Roberts named vice provost for research
A. Roberts, interim vice provost for research and president of the KU
Center for Research, has been named vice provost on a permanent basis.
Provost and Executive Vice Chancellor David E. Shulenburger praised Roberts
for his instrumental role in creating research success at KU.
“During his time at KU, the university has led the nation in obtaining
Fulbright grants for faculty, NEH fellowships and a doubling of external
research funding,” Shulenburger said. “I’m delighted
that Jim will be the next vice provost for research and will serve as
chief operating officer of KUCR.
“He knows KU at every level and will continue the progress that
he has been such an integral part in establishing.”

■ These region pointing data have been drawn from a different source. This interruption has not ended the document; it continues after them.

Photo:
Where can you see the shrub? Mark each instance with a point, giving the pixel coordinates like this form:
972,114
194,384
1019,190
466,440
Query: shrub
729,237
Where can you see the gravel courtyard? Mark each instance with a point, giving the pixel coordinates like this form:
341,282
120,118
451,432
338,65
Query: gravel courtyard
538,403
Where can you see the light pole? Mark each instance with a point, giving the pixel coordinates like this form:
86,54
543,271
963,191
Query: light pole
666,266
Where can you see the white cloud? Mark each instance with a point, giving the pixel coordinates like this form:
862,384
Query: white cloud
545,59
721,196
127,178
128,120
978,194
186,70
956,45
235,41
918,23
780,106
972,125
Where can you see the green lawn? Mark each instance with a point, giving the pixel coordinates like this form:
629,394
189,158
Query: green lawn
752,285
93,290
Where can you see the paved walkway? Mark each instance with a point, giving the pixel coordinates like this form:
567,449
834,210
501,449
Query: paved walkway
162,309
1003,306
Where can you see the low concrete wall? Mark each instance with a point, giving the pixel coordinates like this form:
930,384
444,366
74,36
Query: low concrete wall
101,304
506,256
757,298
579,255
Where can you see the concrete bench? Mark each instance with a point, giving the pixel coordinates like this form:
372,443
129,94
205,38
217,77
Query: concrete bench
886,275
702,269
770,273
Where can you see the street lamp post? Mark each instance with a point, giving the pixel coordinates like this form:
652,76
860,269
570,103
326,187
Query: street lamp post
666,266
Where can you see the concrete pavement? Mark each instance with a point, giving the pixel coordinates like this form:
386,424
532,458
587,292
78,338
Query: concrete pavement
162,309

Roberts will lead research efforts at a time when KU has set a record
for total research expenditures—$258 million for fiscal year 2003—from
sources both outside and within the university.
“This is a great time to be at KU,” Roberts said. “We
have a tremendous opportunity to build a research powerhouse that will
drive economic growth for the state and the region. We can make KU a truly
outstanding place for students now and in the future.”

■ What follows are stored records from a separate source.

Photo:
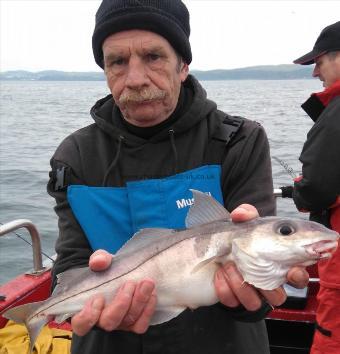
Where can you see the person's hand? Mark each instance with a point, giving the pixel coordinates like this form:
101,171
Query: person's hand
131,309
230,287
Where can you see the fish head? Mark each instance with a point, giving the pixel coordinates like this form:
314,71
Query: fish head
273,245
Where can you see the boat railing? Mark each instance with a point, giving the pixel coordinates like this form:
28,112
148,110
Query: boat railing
14,225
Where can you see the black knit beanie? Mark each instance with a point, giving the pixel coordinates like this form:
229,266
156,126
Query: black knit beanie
168,18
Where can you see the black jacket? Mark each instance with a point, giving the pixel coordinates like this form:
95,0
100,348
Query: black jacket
106,153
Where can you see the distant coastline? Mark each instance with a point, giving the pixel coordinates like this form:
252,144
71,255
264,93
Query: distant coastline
262,72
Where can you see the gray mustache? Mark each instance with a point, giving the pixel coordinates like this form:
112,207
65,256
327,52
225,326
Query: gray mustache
141,96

Roberts has a long and distinguished career with research-related activities
at KU. He came to the university in 1990 as professor and chair of electrical
and computer engineering. During his tenure as chair, the ranking of KU’s
funding for electrical engineering research among public universities
improved from 61st to 21st in the nation. In 1993, he shepherded the successful
merger with the computer science department, formerly part of KU’s
College of Liberal Arts and Sciences, to form the Department of Electrical
Engineering and Computer Science.
Beginning in 1998, he served as associate vice chancellor for research
and public service and later as associate vice provost for research. In
his former role, he administered the campus research centers and institutes
and had responsibility for matching funds, research space, faculty startup
and other strategic research investments that have had a positive impact
on researchers’ ability to win major interdisciplinary awards.

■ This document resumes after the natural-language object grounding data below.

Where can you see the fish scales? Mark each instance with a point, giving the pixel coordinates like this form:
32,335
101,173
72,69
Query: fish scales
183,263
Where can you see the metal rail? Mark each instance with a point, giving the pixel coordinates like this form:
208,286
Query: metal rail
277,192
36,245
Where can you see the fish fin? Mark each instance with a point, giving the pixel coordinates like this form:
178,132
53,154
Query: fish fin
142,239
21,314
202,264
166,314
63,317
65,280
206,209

Roberts graduated with a bachelor’s degree in electrical engineering
at KU; a master’s degree in electrical engineering from the Massachusetts
Institute of Technology in Cambridge; and a Ph.D. in electrical engineering
from Santa Clara University in California.
Roberts succeeds Robert E. Barnhill, who left KU in September 2003 to
begin an appointment as the National Science Foundation/Council of Graduate
Schools dean-in-residence in Washington, D.C.